Intended for healthcare professionals

Practice What Your Patient is Thinking

Help create an opportunity to learn together

BMJ 2024; 385 doi: https://doi.org/10.1136/bmj.q868 (Published 12 June 2024) Cite this as: BMJ 2024;385:q868
  1. Clare Sadgrove (nee Stacey)

flyingfishcreations{at}live.co.uk

Clare Sadgrove explains the fears she has living with vascular Ehlers-Danlos syndrome, and how opportunities to sit down with her clinical team created collaborative learning and built trust

I had my first major vascular event in my early 30s. Even though I knew I had vascular Ehlers-Danlos syndrome (vEDS), it was still a massive shock. I hadn’t prepared myself for an emergency event because I wasn’t very engaged with my diagnosis.

Living in fear

Living with vEDS and managing my health requires a constant risk assessment: from avoiding lifting something too heavy, to knowing when to access medical care, because even the most minor and innocuous symptom can be an indication of a serious complication. It is exhausting. It can also be difficult to know when and where to go for support. I fear being perceived as just anxious if I seek medical care for concerns that turn out not to be serious. But I don’t want to dismiss symptoms that could be life threatening.

The fear of spontaneous arterial and hollow organ rupture lurks constantly in the back of my mind. I don’t feel safe in my own body, so even a mild unexplained pain can provoke fear, and it is a daily battle to manage anxiety. I am always open with doctors if I know that I am struggling to be objective because I am scared.

Finding belief and trust

Although I had a confirmed diagnosis of vEDS, my symptoms were often not attributed to my condition, and a pattern of misdiagnosis emerged. Not realising how unwell I was, healthcare practitioners did not investigate my concerns, or would discuss discharge. I became terrified, not only of having a life threatening complication, but that I might not be believed if I said something was wrong.

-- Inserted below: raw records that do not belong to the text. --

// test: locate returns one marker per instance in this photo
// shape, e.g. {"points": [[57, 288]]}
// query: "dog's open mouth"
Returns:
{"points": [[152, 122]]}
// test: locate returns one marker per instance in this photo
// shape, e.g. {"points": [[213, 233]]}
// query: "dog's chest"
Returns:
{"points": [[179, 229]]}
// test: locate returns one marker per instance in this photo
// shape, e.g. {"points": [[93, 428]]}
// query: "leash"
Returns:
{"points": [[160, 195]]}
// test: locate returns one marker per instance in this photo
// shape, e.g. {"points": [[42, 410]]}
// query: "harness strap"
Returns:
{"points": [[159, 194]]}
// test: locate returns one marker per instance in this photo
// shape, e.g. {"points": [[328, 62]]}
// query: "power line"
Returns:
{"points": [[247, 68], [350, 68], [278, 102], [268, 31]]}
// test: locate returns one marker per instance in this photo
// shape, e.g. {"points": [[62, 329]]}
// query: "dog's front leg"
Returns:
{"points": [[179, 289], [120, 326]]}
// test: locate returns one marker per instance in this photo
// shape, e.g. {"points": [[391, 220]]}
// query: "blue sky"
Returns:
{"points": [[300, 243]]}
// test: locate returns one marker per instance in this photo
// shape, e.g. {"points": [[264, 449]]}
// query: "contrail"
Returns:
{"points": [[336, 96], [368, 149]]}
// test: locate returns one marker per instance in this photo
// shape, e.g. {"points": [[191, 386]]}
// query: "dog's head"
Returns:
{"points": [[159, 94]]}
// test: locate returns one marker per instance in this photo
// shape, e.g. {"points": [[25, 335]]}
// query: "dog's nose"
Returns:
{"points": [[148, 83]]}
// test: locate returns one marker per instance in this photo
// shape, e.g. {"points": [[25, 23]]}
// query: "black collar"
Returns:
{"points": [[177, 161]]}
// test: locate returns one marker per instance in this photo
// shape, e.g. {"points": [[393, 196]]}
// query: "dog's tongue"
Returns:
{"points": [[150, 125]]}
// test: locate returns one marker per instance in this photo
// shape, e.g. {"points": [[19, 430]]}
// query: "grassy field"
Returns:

Sometimes health professionals don’t realise that my vascular complications can start very subtly, and progress very quickly. Because of the difficulties I have faced accessing appropriate care, it is extremely important to me that I build good relationships with my care team. The doctors I trust are those who consistently take seriously my concerns—those who have a low threshold for monitoring and investigations, and who are open about their knowledge of vEDS, especially if they haven’t had a lot of experience seeing people like me. They give me more confidence to seek support for seemingly minor symptoms that could be serious. Having access to this support is what makes the biggest difference to my quality of life and health outcomes.

Learning together

Following a variety of difficult experiences in hospital, I have had many open conversations with doctors involved in my care. I have really valued the opportunity for collaborative learning and reflection. Insights into what they were thinking have helped me to heal emotionally, manage my own expectations, and better advocate for myself. I realise the problem is often not that they didn’t believe me, but rather that they didn’t understand or appreciate the complexity of my condition.

I don’t want to be an “expert patient.” It is not a term that I feel comfortable with. I just want understanding and collaboration with doctors, so that together we can act upon important, but often subtle, changes in my health.

What you need to know

  • Vascular Ehlers-Danlos syndrome can make patients feel they are living in fear of their own bodies

  • Building trust with patients is important to ensure that concerns are believed and taken seriously

  • Creating an opportunity for clinical teams and patients to create a plan together helps understanding for everyone

Education into practice

  • How can you help patients feel that you believe their concerns and are addressing them?

  • When could you create an opportunity for collaborative learning with your patient?